Après des études de commerce, vous avez suivi un troisième cycle en économie de l’art. A quoi renvoie cette discipline ?
Le troisième cycle en économie de l’art propose une approche globale du marché de l’art, de ses tenants et aboutissants. Il traite de tous les acteurs du marché de l’art : artistes, galeries, collectionneurs, institutions, musées et maisons de vente. C’est en ce sens de « marché » qu’on peut évoquer l’économie de l’art. Pour vous donner un aperçu de l’importance de ce marché, sachez qu’en 2011 le produit mondial des ventes aux enchères s’est élevé à 11,5 milliards de dollars. C’est la première fois que le produit des ventes dépasse la barre des 10 milliards de dollars et ce, malgré la crise économique mondiale. Ce chiffre est une façon d’illustrer l’importance de l’économie de l’art aujourd’hui. Même si, en 2012, cette économie est régie principalement par trois acteurs majeurs – la Chine, les Etats-Unis et l’Angleterre – la globalisation et la migration du moteur de la croissance mondiale vers les pays émergents ont participé à la mutation géopolitique de l’art et de son marché. De plus en plus, lors de grands événements, nous voyons sur la scène artistique mondiale la présence de pays de l’Est, d’Asie centrale ,ou encore du continent africain.
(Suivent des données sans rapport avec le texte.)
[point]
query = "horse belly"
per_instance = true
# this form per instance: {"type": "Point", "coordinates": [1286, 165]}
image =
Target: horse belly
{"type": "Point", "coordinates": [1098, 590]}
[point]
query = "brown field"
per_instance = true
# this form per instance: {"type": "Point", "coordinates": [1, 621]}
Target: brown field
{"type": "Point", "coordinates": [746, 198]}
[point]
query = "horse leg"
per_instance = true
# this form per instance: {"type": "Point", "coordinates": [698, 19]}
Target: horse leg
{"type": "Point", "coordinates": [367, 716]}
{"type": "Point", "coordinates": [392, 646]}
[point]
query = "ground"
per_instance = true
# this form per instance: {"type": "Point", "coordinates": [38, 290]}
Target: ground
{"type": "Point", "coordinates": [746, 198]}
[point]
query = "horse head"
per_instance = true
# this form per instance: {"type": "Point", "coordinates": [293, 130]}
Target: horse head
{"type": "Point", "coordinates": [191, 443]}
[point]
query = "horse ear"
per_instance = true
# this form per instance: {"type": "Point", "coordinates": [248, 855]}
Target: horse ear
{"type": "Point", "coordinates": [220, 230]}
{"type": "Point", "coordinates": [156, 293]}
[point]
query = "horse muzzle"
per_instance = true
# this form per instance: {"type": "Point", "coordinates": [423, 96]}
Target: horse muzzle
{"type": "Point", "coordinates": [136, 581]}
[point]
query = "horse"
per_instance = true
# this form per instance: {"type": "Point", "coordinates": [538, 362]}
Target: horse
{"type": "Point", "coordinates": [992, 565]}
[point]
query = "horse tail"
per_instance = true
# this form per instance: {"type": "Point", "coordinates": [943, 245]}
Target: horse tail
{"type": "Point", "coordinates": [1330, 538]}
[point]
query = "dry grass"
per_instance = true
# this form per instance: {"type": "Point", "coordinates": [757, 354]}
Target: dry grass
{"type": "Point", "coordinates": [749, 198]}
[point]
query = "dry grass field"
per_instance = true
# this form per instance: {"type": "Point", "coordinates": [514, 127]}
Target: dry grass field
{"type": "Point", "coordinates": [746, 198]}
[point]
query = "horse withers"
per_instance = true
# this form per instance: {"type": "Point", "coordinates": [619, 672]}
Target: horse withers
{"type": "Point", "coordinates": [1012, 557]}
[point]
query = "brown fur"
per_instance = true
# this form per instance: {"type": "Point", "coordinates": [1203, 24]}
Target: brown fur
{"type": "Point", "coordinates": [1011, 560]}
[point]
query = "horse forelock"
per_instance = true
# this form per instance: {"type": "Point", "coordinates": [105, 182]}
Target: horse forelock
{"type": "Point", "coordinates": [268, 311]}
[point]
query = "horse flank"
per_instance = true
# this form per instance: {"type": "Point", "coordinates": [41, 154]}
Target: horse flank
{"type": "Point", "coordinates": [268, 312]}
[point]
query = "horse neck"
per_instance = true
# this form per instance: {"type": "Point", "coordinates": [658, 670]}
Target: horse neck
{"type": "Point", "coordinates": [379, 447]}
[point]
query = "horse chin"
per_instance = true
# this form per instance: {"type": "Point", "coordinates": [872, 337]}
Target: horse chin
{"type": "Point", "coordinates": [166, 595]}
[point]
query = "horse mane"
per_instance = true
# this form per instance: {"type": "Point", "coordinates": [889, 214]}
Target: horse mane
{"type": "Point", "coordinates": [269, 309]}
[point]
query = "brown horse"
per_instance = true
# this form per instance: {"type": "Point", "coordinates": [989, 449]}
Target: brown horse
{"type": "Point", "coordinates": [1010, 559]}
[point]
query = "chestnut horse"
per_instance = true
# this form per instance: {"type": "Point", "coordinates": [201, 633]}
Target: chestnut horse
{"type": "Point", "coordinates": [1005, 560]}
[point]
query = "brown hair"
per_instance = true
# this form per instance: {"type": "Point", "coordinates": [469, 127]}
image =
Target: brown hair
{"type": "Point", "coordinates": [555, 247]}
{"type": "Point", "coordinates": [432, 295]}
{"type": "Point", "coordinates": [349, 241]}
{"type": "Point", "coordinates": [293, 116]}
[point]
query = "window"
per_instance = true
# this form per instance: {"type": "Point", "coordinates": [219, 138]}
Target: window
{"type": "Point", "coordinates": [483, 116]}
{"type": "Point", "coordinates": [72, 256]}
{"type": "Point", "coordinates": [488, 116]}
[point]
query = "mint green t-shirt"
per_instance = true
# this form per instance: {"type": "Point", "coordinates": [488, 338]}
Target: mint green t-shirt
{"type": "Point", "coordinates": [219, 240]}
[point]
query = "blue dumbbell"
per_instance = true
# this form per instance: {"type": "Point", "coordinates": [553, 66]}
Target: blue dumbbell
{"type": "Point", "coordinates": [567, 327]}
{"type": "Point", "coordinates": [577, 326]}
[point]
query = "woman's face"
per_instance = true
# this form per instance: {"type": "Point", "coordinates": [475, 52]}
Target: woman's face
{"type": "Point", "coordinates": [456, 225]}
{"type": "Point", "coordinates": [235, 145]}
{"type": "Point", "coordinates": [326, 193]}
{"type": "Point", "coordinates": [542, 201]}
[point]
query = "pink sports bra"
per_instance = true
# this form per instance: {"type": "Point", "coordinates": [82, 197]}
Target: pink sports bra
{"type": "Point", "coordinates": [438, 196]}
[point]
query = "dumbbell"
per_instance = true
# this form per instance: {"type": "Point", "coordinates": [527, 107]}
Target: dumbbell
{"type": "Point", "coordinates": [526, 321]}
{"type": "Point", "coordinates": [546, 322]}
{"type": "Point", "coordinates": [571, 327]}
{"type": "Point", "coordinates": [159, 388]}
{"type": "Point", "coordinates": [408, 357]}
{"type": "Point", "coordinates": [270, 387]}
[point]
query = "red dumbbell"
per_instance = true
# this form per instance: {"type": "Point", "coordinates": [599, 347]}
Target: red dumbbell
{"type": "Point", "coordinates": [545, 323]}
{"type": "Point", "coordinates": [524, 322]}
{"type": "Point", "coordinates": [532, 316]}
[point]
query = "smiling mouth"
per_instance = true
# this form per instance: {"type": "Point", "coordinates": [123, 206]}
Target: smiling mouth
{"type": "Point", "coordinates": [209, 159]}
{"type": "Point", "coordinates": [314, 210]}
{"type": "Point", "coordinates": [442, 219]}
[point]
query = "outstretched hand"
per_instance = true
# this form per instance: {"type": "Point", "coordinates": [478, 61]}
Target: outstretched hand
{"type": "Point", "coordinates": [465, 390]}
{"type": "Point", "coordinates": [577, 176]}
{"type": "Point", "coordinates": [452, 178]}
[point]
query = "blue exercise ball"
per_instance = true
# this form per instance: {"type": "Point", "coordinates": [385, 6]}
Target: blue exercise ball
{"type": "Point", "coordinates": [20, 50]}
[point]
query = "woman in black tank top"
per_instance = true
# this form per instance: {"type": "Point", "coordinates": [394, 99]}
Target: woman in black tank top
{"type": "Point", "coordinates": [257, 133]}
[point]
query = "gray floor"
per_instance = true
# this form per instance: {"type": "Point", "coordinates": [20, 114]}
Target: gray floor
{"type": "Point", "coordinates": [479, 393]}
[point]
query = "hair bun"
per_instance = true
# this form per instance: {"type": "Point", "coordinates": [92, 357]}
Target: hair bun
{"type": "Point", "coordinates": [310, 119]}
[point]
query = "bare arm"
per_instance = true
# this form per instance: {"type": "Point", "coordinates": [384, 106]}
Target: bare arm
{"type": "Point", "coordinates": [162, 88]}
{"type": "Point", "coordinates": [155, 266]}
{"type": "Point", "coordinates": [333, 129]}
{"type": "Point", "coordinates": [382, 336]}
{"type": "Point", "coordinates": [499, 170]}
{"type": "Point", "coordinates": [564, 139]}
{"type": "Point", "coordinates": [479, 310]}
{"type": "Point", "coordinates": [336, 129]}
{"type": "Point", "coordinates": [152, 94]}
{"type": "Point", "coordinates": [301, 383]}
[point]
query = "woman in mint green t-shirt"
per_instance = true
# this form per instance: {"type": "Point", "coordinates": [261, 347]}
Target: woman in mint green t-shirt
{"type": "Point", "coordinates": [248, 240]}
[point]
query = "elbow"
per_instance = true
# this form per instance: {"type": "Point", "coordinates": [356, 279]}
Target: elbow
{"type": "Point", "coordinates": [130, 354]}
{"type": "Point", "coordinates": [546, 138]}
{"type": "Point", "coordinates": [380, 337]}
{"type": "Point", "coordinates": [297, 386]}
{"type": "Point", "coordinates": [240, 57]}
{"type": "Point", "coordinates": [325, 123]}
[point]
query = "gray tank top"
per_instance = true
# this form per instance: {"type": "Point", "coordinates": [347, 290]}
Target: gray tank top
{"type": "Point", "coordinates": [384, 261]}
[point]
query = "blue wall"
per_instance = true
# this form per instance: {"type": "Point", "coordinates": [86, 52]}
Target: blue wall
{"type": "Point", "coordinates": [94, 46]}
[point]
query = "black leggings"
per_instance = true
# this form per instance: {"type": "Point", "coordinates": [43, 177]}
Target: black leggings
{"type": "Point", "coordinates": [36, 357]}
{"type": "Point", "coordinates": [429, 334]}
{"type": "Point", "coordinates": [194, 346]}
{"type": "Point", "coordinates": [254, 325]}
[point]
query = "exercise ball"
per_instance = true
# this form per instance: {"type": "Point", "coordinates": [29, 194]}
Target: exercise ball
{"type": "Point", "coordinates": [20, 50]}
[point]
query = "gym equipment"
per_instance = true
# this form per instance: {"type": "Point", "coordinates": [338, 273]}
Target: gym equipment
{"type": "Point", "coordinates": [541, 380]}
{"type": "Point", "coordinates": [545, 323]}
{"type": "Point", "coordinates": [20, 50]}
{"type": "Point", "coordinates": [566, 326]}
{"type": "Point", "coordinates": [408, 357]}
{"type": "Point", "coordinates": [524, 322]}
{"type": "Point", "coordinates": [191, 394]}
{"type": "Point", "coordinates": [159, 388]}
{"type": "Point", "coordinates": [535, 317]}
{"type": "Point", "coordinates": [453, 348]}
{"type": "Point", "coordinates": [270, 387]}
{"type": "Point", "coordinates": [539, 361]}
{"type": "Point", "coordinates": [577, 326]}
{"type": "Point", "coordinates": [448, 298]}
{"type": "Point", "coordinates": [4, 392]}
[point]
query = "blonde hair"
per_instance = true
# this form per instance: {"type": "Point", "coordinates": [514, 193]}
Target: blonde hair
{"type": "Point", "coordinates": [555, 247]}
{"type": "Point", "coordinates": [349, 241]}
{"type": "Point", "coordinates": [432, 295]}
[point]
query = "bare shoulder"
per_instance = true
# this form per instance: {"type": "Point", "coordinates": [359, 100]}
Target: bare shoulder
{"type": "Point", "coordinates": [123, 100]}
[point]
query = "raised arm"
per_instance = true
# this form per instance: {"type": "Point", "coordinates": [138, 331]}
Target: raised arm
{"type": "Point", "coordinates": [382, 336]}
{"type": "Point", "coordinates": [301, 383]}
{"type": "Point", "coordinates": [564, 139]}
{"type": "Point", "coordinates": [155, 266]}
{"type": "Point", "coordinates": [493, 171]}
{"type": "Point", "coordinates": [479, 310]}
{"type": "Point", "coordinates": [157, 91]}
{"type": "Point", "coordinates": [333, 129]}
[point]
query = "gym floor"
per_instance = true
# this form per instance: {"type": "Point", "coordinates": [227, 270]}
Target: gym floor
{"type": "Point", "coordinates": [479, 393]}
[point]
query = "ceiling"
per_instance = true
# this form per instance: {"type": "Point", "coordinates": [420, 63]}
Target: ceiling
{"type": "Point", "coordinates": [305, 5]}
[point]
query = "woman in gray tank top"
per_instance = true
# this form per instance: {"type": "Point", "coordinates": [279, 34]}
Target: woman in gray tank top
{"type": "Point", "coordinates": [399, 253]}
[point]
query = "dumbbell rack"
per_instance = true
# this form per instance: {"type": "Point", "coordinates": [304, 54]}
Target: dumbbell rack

Vous ouvrez une galerie d’art en septembre, à Abidjan. Quel sera l’apport de cette galerie dans le marché de l’art en Côte d’Ivoire ?
Le marché de l’art en Côte d’Ivoire se développera. Le pays est en plein essor et la culture, l’art et son marché grandiront dans son sillage. Abidjan doit rapidement se positionner comme l’une des places importantes de l’Afrique de l’Ouest en termes de culture et de marché de l’art. La galerie souhaite participer, par la programmation d’événements et d’actions « hors les murs », à ce positionnement fort. En donnant une bonne visibilité aux artistes, en montrant des expositions cohérentes, en se positionnant sur un créneau international, la galerie souhaite éclairer le mieux qu’elle peut la scène plastique ivoirienne.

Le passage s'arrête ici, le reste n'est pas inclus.